News and Views

The Washington Post : Why Ralph Northam’s proposal to raise the gas tax is a good idea

The Washington Post

Editorial Board

WHEN VIRGINIA lawmakers enacted a major increase in the state’s subsidy for Metro two years ago, to match identical bumps from Maryland and the District, they did it mainly by raiding funding for other transportation projects in Northern Virginia. That move, engineered by Republicans who then controlled the state legislature, crystallized the state’s long-standing tradition of shortchanging vital infrastructure with stopgaps and financial legerdemain.

Gov. Ralph Northam, a Democrat leveraging the advantage of a new Democratic majority in both houses of the General Assembly in Richmond, has undertaken a bold strategy to revise that approach. Bold, that is, for Virginia, which despite a burgeoning economy and some of the worst traffic on the East Coast, retains a gas tax unchanged since Ronald Reagan was president.

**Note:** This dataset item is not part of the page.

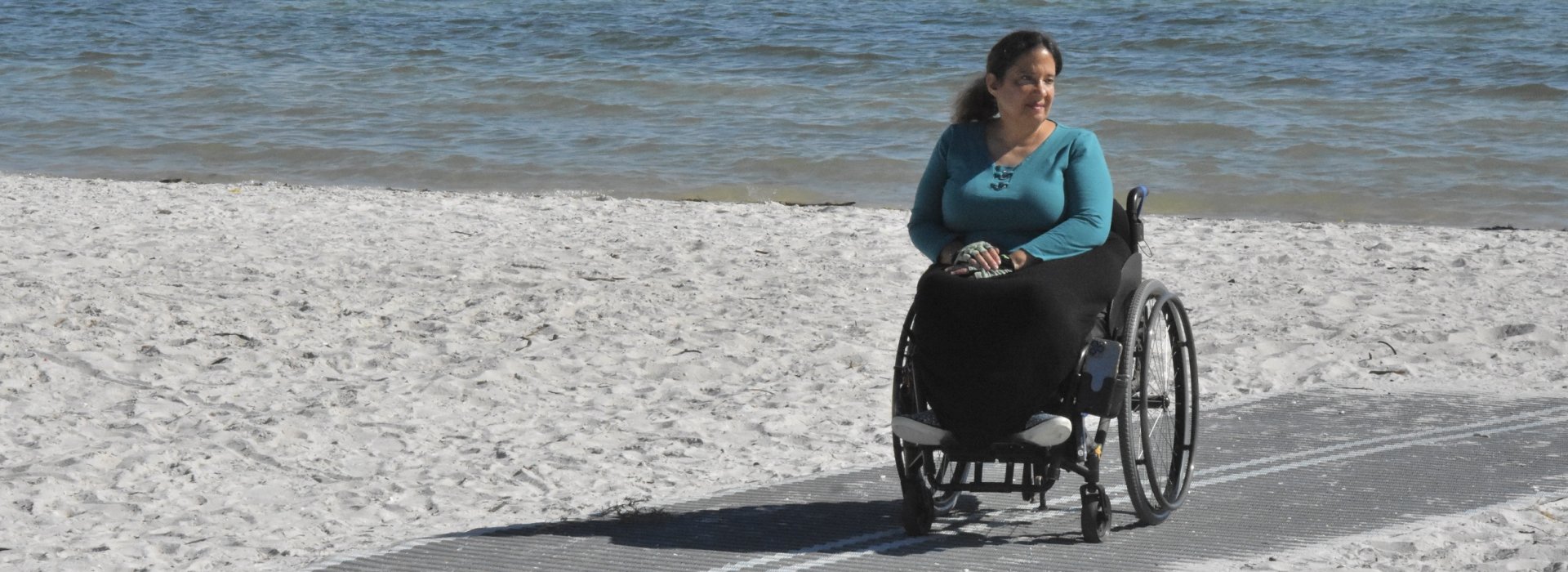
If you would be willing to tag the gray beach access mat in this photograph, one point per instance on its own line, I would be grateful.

The result is that drivers in Virginia, including those from out of state, pay less in taxes to fill up their tanks than they would in neighboring Maryland and North Carolina — and nowhere near enough to cover the cost of maintaining and repairing the roads they use. Mr. Northam’s proposal is to raise the state’s current gas tax, which is among the lowest in the nation, by roughly 75 percent over the coming three years, which (if gas prices hold steady) would add two or three dollars to an average fill-up. After that, he would index the tax to inflation, a measure that should have been enacted years ago.

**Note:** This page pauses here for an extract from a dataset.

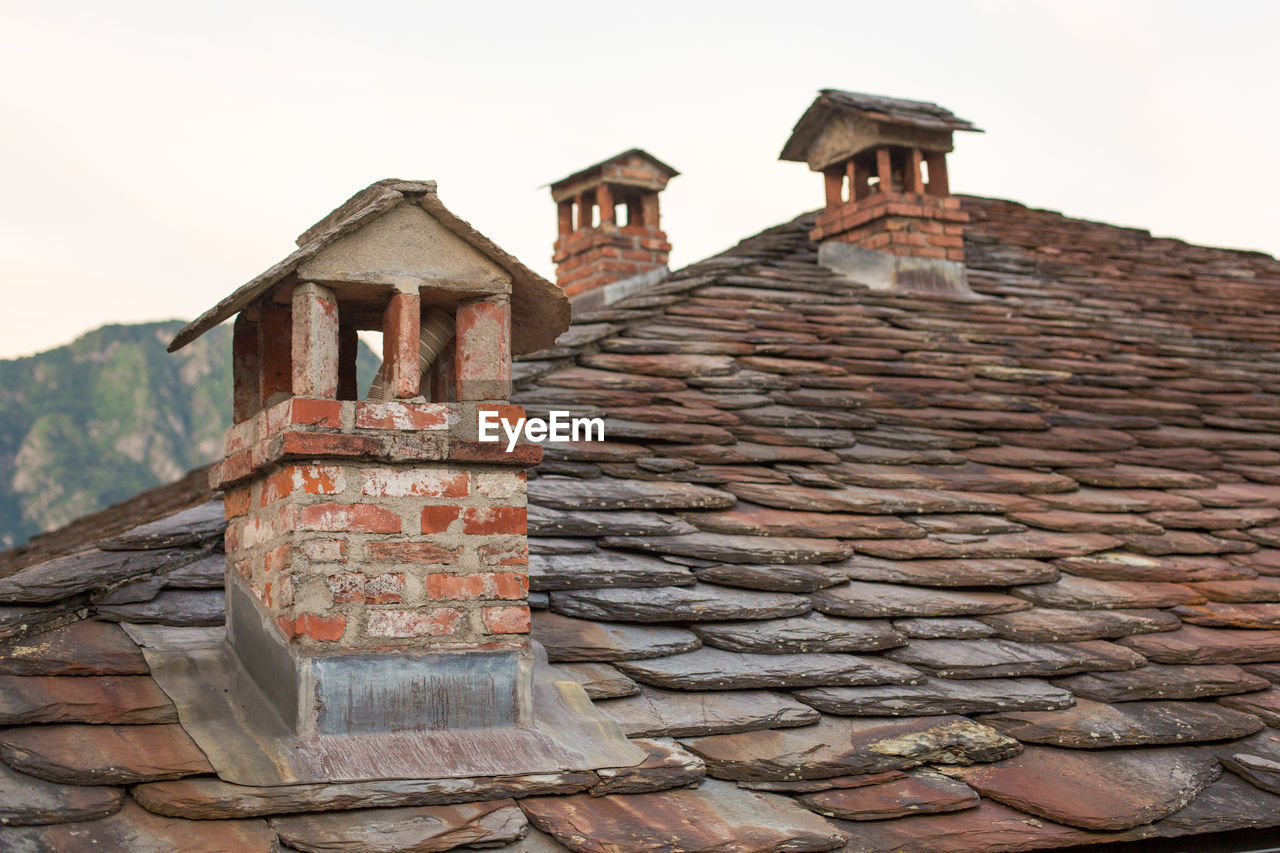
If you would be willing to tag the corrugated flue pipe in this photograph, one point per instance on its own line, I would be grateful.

Virginia is late to the game. Many other states have adopted similar strategies to help offset the steady decline in gas tax revenues, which have been sapped by increasingly fuel-efficient cars and the rising popularity of electric vehicles. Mr. Northam’s blueprint follows that model and adds a forward-thinking twist: He proposes that a sizeable chunk of the new gas tax revenue, which would amount to nearly $500 million annually after three years, be devoted to enhancing passenger rail and transit.

That is in keeping with the state’s $3.7 billion agreement late last year to buy hundreds of miles of right-of-way for passenger trains from CSX and build a new rail bridge over the Potomac, enabling Amtrak to double the number of trains it runs through the state and expand commuter service beyond rush hour in and out of the nation’s capital on Virginia Railway Express.

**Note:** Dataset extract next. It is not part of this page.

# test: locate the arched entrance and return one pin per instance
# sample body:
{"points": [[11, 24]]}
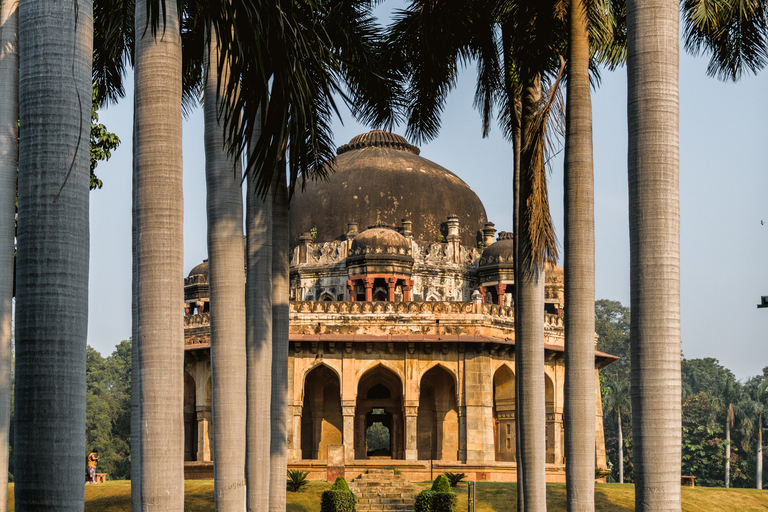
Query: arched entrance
{"points": [[321, 419], [504, 414], [438, 420], [553, 433], [379, 416], [190, 419]]}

Mr. Northam’s transportation plan, like that of his Republican counterpart in Maryland, Gov. Larry Hogan, is all-of-the-above. Drivers want and need more funding for roads, without which congestion will worsen. At the same time, it’s smart policy to encourage commuters to consider switching to rail and transit — not by punishing them with crumbling, overcrowded and unimproved roads (as some Democrats in Maryland prefer) but by making other options more attractive.

The last time Virginia raised its per-gallon exise tax on gas was in 1986. It took more than a quarter-century after that for elected officials to raise new funds to bail out the state’s beleaguered roads, mainly through a sales tax increase in 2013. Now, seven years later, Mr. Northam has acted before a new emergency forces his hand. That looks like an improvement.